The ability to infer the movement of water beneath the Antarctic ice sheet using remote sensing techniques has fundamentally altered our perception of the subglacial environment. What used to be considered system in steady-state is now known to be a dynamic environment, with inferred variability on timescales ranging from sub-annual to multi-century or longer. The changing basal environment has direct implications on regional glaciological parameters (e.g., ice flow and grounding line dynamics), as well as on boundary conditions for other disciplines (e.g., freshwater flux to the ocean and global carbon cycling). Our understanding of subglacial hydrological variability on timescales likely important for the near-term prediction of ice sheet fluctuations driven by global climate change (multi-year to decadal) is limited by the short temporal window of our current record of active subglacial hydrology (2003-2008). Here we extend the record of subglacial lake activity for all lakes covered by CryoSat-2 SARIn mode-data, to generate a fourteen year time series. We reassess the ice surface height anomalies and explore what we can infer about Antarctic subglacial hydrologic processes and variability from this extended time-series.


3:00pm - 3:20pm

Comparison of Regional Scheme Techniques for Estimating the Canadian Arctic Archipelago Land Ice Mass Changes from ICESat

Iliana Tsalis, Michael Sideris

University of Calgary, Canada

Mountain glaciers and ice caps of the Canadian Arctic Archipelago (CAA) - sensitive indicators of climate change - have recently been characterized as significant contributors to the sea level rise. Therefore, our goal is to estimate the elevation changes of the land ice covered area of the North and South Canadian Arctic Archipelago (NCAA and SCAA), using high spatial resolution satellite laser altimetry data from the ICESat satellite. In order to estimate the mass variations, we seek a spatial correlation scheme for predicting the elevation change values in the unmeasured off-track glaciated areas, convert them to volume changes, and then into mass changes.

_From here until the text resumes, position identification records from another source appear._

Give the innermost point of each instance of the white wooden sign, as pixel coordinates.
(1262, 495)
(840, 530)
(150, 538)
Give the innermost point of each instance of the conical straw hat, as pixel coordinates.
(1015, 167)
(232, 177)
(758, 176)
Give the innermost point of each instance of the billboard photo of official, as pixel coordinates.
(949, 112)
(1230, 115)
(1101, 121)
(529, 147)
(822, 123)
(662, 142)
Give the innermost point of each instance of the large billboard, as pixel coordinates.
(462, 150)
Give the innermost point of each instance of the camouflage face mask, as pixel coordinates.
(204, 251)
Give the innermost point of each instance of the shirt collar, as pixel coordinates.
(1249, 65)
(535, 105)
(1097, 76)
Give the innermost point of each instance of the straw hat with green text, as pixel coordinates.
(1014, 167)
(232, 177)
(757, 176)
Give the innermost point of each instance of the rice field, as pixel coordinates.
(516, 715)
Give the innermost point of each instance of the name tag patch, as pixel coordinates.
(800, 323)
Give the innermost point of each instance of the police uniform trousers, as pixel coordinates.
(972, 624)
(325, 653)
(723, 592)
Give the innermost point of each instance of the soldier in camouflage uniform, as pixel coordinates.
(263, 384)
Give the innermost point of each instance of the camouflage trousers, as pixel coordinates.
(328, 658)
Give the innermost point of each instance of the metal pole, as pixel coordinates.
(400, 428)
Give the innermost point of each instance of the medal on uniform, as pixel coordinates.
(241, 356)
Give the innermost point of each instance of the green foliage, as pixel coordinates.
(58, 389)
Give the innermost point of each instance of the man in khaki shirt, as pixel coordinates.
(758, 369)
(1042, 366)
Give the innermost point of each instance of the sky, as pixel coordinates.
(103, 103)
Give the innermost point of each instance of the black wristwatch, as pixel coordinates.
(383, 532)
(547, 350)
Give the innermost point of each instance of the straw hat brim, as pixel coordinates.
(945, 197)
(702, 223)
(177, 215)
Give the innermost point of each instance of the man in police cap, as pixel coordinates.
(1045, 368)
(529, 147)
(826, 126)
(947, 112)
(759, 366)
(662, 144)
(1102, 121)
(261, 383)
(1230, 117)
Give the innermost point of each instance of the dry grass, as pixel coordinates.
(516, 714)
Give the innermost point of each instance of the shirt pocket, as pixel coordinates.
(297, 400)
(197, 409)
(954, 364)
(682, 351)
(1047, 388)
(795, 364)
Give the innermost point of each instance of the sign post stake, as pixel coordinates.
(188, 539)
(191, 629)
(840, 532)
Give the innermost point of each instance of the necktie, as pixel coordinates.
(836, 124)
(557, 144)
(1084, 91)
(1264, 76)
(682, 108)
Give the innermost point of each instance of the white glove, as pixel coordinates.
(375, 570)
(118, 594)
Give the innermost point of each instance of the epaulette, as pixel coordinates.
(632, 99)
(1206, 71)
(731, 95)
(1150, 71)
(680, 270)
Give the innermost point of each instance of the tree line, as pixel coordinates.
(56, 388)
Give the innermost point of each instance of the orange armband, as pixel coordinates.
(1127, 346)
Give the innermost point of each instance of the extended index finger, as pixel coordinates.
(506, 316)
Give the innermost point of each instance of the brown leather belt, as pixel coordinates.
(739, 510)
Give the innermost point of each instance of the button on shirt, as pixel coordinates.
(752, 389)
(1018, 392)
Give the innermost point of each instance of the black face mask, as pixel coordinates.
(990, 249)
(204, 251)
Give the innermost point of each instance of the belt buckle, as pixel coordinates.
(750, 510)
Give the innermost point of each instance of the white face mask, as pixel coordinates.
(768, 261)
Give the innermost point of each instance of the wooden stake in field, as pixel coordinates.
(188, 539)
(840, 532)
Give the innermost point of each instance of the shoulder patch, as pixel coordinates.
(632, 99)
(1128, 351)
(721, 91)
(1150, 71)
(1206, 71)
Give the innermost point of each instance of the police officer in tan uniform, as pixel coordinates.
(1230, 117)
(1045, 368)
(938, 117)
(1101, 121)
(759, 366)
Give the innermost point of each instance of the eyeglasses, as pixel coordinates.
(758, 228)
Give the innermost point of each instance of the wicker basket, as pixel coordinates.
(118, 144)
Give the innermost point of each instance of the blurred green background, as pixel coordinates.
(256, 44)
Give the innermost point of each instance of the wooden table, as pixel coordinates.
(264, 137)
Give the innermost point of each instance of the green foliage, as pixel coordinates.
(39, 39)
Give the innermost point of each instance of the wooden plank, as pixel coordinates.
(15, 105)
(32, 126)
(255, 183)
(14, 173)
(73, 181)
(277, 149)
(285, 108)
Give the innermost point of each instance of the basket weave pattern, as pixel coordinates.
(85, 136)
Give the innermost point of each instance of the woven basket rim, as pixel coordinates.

Our focus lies on applying and comparing the deterministic method of inverse distance weighting and the geostatistical method of ordinary kriging for investigating the variability of the regional volume changes. The data used are the GLAS/ICESat L2 Global Land Surface Altimetry data (product GLA14) of release 34, referring to the period from 2003.02.20 until 2009.10.10. Repeat-track method is followed for estimating the elevation rates, after gross error detection. The glaciated areas of the CAA are defined as refined polygons of glaciers and ice caps obtained from the GLIMS Glacier Viewer.

We evaluate our results by performing cross-validation comparison on the implemented techniques on a dense and a sparse measurement sampling of the NCAA and the SCAA respectively. Our results show that although both methods are giving similar ice mass change estimates, approximately ~40 Gt/year for the NCAA and ~25Gt/year for the SCAA, in agreement with previous studies, ordinary kriging is the preferred method for estimating the mass balance of ice caps and glaciers, since it can work with noisy data and provide uncertainties in the predicted results.